One way or another, Bothell’s new 89-acre park will recognize the area’s history. It’s just a matter of how far back and the intended meaning.
A new park presents a new opportunity for a name with thought and context. The Bothell City Council had its first opportunity to weigh in on the former golf course’s next moniker — Redfish Park/Bothell Redfish Park/Redfish Regional Park, Lushootseed Park, Willow Peoples Park, or OneBothell Park — at its April 3 meeting, after Reporter deadline.
Under city ownership since the end of 2017, the park is open to visitors. By size, it tops the chart of 18 city parks for the 44,500 residents. The fairways, greens and hazards are more than twice the area available at the nearby 40-acre Blyth Park.

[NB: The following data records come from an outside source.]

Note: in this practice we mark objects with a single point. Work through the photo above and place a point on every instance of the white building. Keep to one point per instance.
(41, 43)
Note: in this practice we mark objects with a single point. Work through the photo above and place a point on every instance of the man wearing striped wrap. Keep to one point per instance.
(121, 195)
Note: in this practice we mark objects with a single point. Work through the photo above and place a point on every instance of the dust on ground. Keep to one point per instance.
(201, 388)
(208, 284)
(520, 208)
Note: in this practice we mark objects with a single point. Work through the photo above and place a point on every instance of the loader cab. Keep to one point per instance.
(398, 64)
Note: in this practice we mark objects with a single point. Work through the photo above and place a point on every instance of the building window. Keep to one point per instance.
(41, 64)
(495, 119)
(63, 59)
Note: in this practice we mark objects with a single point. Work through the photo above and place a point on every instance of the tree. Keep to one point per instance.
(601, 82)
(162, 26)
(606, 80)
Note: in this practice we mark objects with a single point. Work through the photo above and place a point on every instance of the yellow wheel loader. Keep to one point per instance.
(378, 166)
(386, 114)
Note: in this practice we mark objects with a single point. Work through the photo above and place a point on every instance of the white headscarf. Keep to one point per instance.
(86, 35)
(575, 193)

“It is by far our largest park,” said Bothell Interim Parks & Recreation Director Tracey Perkosky.
At this point, the property is also a blank slate.
Working with King County and Forterra, a nonprofit dedicated to securing land for a sustainable future, the city acquired the property over the past two years. By the end of 2017, Bothell paid $3.8 million, $1 million of which came from the state’s capital budget, for the land (technically the underlying fee). King County paid for conservation easements, essentially the housing rights that previously existed on the property, for $4.6 million. Another five acres for a conservation easement are being negotiated, but Perkosky said she did not expect any problems to procure it by the end of 2018.
All of that money has bought essentially a disused golf course brimming with possibilities. Visitors won’t find many frills beyond a parking lot near the old clubhouse, some walking and biking trails, the Sammamish River splitting the greens, bald eagles that roost there and plenty of natural splendor.
As part of the deal with Forterra, the city agreed to deed restrictions. That means housing, manufacturing and industrial uses will not locate there.
Motorized sports aren’t coming to the vast majority of the park any time soon, either.
“We have agreed to maintain the park in perpetuity,” Perkosky said. “This is our commitment to the community: that the park will remain forever.”
Taking on such a big commitment has limited estimates for the cost of annual maintenance, Councilman James McNeal said. That could grow in the coming years. The city is preparing its 2018-19 budget and will include creating a master plan for the park. That should be a yearlong process to identify potential development— trails, restrooms, amphitheaters, disc golf, etc. — as determined by public input.
“The uses, to me from what I’ve heard, are plentiful,” McNeal said. “We have not nailed it down yet.”
Bothell City Councilwoman Rosemary McAuliffe said the city wants people to have a voice in naming the park and how it is designed.
Bothell has seen population and development growth. As that happens, finding ways to keep nature in place becomes important, McAuliffe said.
“As our communities are growing and building and our housing industry is good as is our growth in population, preserving this park is a privilege.”
Another 15 to 20 years are needed, Perkosky said, to implement the plan as the city finds money to pay for and complete the work. The nature of the park likely will limit what can be done.
It’s often soggy, with seven wetlands identified, plus a creek and the river running through it.
That’s one of the reasons the former course struggled; it would close during winter months because several holes were too waterlogged for golf.
People (and their pups) can walk, mountain bike, picnic, play football or knock a soccer ball around, and all the other normal uses open spaces afford, even if they are just seasonal.
“When we had snow at the holidays it was fantastic seeing people sledding,” Perkosky said.
Anyone hoping to hop back out there and work on their short game for free, however, is out of luck.
“Nature is taking its course,” Perkosky said of the former putting greens.
One group would like to see nature as a featured part of the park’s new name. Whitney Neugebauer, with Bothell-based nonprofit Whale Scout, is among the supporters of calling it “Redfish Park” after the kokanee that historically flooded its waterways decades ago.
“Giving the park the name ‘Redfish Park’ honors the native history of the Sammamish River and the natural abundance that originally brought people to this special place,” Neugebauer said in a news release. Historical accounts tell of Native Americans feasting upon kokanee salmon when they first settled the Bothell area.
Also supporting the fishy name was University of Washington Bothell professor Jeff Jensen. He is leading the charge to save the fish species in nearby Lake Washington.
Choosing a name is likely to take more time and involve more input and feedback than the upcoming April 3 City Council meeting.
“Why rush it?” McNeal said. “Why not take our time and get something the entire community can get engaged in? Once you name it, it’s named.”
While there will be meaning and intention behind whatever the City Council selects as its name, the spirit of the park will be the same: a place for anyone to go and be in nature.